Responsabilidad es lo que hay que pedir a todos los partidos. A partir de ahora las cosas no serán iguales. Pero la duda está en si los partidos llevan en sus listas a personas capaces de hacer política, capaces de gestionar una ciudad con cien mil habitantes. Hay listas que parecen hechas para estar en la oposición mas que para gobernar.

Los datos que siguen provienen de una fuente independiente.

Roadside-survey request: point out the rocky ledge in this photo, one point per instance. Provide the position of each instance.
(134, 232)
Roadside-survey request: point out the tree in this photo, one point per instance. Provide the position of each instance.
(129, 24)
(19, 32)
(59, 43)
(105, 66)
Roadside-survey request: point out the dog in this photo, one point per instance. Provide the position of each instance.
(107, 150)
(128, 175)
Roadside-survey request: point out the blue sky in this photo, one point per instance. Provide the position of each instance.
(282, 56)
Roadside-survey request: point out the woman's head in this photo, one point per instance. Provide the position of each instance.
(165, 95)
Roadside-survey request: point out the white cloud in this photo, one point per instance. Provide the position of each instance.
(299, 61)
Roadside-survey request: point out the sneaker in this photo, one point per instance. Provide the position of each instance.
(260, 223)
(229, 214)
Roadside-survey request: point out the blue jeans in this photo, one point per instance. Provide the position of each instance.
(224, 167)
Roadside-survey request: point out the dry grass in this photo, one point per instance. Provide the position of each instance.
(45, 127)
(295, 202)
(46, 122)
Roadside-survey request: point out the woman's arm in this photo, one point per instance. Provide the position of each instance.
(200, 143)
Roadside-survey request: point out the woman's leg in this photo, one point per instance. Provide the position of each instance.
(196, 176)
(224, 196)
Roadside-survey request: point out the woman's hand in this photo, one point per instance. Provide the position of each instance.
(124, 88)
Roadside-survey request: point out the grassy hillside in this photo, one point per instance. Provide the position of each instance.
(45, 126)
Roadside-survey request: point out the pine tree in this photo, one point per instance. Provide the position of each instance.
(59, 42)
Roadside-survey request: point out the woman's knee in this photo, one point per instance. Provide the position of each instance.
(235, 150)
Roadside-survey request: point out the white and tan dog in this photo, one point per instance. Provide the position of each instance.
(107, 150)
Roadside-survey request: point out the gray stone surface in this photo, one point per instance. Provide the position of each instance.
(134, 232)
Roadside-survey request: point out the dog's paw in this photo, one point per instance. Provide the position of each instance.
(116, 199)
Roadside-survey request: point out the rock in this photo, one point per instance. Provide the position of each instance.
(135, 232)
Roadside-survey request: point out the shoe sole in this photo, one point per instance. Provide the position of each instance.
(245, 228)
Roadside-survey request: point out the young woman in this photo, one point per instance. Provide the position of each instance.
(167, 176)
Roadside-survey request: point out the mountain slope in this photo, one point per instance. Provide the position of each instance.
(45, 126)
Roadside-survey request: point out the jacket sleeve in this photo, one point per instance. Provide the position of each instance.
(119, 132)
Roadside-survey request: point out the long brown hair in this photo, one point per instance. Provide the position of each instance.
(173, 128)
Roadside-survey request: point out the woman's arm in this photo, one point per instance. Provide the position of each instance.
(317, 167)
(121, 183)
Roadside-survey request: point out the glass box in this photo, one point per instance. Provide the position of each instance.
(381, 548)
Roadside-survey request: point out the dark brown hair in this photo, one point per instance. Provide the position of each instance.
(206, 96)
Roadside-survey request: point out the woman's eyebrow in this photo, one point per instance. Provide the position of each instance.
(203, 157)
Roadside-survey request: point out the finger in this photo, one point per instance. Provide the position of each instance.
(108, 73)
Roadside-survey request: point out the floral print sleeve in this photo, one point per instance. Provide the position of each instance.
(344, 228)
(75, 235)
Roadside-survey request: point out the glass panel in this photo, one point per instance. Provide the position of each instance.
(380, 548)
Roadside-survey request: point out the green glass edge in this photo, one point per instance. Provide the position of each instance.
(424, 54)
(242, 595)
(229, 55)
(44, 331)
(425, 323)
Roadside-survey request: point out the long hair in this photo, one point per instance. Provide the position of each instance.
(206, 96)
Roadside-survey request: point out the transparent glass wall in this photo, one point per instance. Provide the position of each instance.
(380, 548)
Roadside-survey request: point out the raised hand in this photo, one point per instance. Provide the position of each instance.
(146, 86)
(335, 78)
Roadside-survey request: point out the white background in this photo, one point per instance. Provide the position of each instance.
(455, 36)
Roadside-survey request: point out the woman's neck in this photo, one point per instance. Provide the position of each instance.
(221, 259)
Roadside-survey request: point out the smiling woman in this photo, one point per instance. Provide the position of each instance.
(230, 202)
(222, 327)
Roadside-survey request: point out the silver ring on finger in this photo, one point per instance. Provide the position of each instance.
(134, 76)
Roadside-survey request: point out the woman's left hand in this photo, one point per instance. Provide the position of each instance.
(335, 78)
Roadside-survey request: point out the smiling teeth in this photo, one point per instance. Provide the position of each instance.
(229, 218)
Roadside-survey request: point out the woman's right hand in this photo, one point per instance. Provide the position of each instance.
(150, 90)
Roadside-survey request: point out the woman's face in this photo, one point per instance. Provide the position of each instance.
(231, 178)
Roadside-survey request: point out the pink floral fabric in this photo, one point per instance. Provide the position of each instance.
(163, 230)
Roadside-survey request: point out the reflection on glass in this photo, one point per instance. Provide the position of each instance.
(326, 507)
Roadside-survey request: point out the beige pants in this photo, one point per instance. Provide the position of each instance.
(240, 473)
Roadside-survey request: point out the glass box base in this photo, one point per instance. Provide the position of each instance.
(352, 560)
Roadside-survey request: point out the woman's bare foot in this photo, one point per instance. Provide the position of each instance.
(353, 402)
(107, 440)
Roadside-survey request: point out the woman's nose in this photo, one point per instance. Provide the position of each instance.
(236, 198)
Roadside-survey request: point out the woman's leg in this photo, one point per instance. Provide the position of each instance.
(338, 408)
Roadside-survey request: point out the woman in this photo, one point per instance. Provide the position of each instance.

Los ciudadanos ya no se conforman con votar. Quieren, queremos participación, y esto pasa en primer lugar por concurrir con listas abiertas, queremos decidir quienes se sientan en los sillones de nuestra casa grande. Queremos ser responsables de nuestros representantes. Se ha acabado la hora de listas hechas en la obediencia al jefe, de los clanes políticos, de anteponer intereses absurdos antes que pensar en los ciudadanos. Queremos concejales representantes de sectores o distritos a los que le podamos pedir responsabilidades de su gestión. Y si para esto hay que reformar nuestra Constitución, pues se reforma. Hay que cambiar la Ley electoral para que no suceda lo que ha pasado en esta legislatura en nuestra ciudad, donde han terminado menos concejales que empezaron.

Pero mientras esto sucede, que no sucede porque no les interesa a los partidos, queremos una ciudad donde los ciudadanos ocupemos un lugar preferente, una ciudad para nosotros, con unos servicios públicos eficientes, una ciudad cómoda para vivir. Queremos unos presupuestos participativos, que se tenga en cuenta la opinión de los ciudadanos para grandes proyectos, para grandes cambios de la ciudad. Queremos saber en qué se gasta nuestro dinero. La consulta a los ciudadanos nos hubiese evitado obras como el Parque de la Historia o el cambio de la calle Real. Una ciudad donde lo primordial tiene que ser recuperar la confianza en nuestras instituciones o lo que es lo mismo, recuperar la esperanza en un presente no muy lejano. Se han acabado las mayorías y ha llegado la hora de otra política, de los pactos.

Por cierto, ahora todos apuestan por una economía basada en la cultura. Nos hemos dado cuenta de que tenemos un gran patrimonio cultural guardado. Bienvenida sea. Pero hay otras cosas, hay algo mas que la calle Real.